Election returns have always been a source of excitement in my life; but not without trepidation at times.
I recall as a boy being in the living room of a relative in Port Arthur as the family sat around a radio while votes were announced in a county commissioner race that was won by my cousin Gale Hatch. Every time the radio announcer would begin to recite the latest numbers, the room grew quiet; then erupted into cheers when Hatch’s totals were announced.
The first returns that I participated in as a broadcaster was the presidential election in 1960. I had a very small part that evening; I was actually still in high school and was just hanging around the radio station. That was the night John Kennedy was elected President and Lyndon Johnson was elected Vice President.
The talk in the newsroom that night was that a special election would have to be held to fill Johnson’s Senate seat. John Tower won that election later in the year.
Most of my election coverage duties for the remainder of the 1960s were in radio studios, with the veteran reporters at the courthouse, or wherever votes were being tabulated, having what sounded like a very good time. I felt that I was “paying my dues” and would be able to enjoy elections in the field in the future.
In the 1970s, I moved to the front line and began to find the excitement more stressful than pleasurable.
By that time, my duties involved dealing with bulky computer printouts in a room in the basement of Rice University with a bunch of reporters from other media outlets, cherry picking from the complex list of races and candidates.
I assumed that the reporters who were assigned to campaign headquarters were having a lot more fun. It sounded like it on the radio. Eventually, I made it to the headquarters beat, but found that assignment less than thrilling. Much time was spent waiting for returns to come in, telephones were not conveniently located for filing stories (this was before cell phones, of course) and the evenings were very long.
It seemed to me that the campaign workers were having a good time, but I later had the opportunity to work for candidates and found that that also was not necessarily true. On one election night, I had to accompany a very large lady to the emergency room when she slipped and fell at the victory party. The candidate and his supporters had a good time, but I had a very long night.
Lest this essay seem totally a downer, I did have a very good time reporting elections during the late 1980s and early 1990s in Galveston, which more closely fit the image I had of election coverage as a boy.
Galveston was small enough that the votes of each precinct were posted on a wall board at City Hall as they came in.
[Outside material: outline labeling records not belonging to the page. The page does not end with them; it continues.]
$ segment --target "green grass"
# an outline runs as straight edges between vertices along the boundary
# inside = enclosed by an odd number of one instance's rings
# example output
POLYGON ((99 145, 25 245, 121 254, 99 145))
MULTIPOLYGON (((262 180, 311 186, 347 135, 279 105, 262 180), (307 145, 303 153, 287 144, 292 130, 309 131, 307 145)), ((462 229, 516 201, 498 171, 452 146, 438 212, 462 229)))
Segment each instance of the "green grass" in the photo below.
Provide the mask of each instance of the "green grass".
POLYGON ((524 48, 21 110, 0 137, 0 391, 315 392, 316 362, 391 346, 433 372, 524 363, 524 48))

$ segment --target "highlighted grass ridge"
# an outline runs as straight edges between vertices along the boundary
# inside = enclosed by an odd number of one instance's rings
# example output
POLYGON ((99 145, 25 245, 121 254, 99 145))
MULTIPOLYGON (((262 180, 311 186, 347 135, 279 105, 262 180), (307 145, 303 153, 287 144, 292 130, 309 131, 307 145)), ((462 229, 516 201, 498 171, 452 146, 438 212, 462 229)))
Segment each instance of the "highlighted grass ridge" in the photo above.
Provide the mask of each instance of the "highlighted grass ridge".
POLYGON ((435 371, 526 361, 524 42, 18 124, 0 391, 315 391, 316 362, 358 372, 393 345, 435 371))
In addition to the radio reporters, many candidates and their families, as well as political junkies from all walks of life, would be in the room as we broadcast the results. Other candidates would listen from their homes or headquarters until it was apparent that they were winning; and then they would arrive at City Hall to be interviewed live on the radio.
When we launched GuidryNews.com, we made election coverage a mainstay, expanding our coverage eventually to five counties. In the beginning, we had reporters at the various city halls or courthouses phoning in the numbers from the computer printouts, which we would enter into our election page. It wasn’t much fun, but many people told us how much they appreciated us for providing a reliable central source of election news.
In recent years, election officials in the various counties and cities have improved their electronic tabulation equipment and it is no longer necessary to be physically at the city halls and courthouses. What we previously had to read from computer printouts is now accessible on the websites maintained by the entities.
It is true now that those interested in a particular candidate or race no longer need to monitor the media, whether radio, television or Internet. The computer numbers are available on the entity’s website on demand.
For those with a more global interest however, a regional news service like Guidry News is a clearinghouse that provides an overview of all the elections being held on any given day. I believe that the evolution of election coverage has reached a new pinnacle.
There are some simple improvements that county clerks, city secretaries and other election officials can make that will improve the election experience for members of the public, news reporters, candidates and the election officials themselves.
I will be making those suggestions in another commentary soon.
Correction: In the second paragraph, I originally recalled the event as a state senate race that was won by another cousin, State Senator Jep Fuller. Two of my older siblings, who recall that evening and had participated in Hatch's campaign, reminded me that it was the county commissioner race.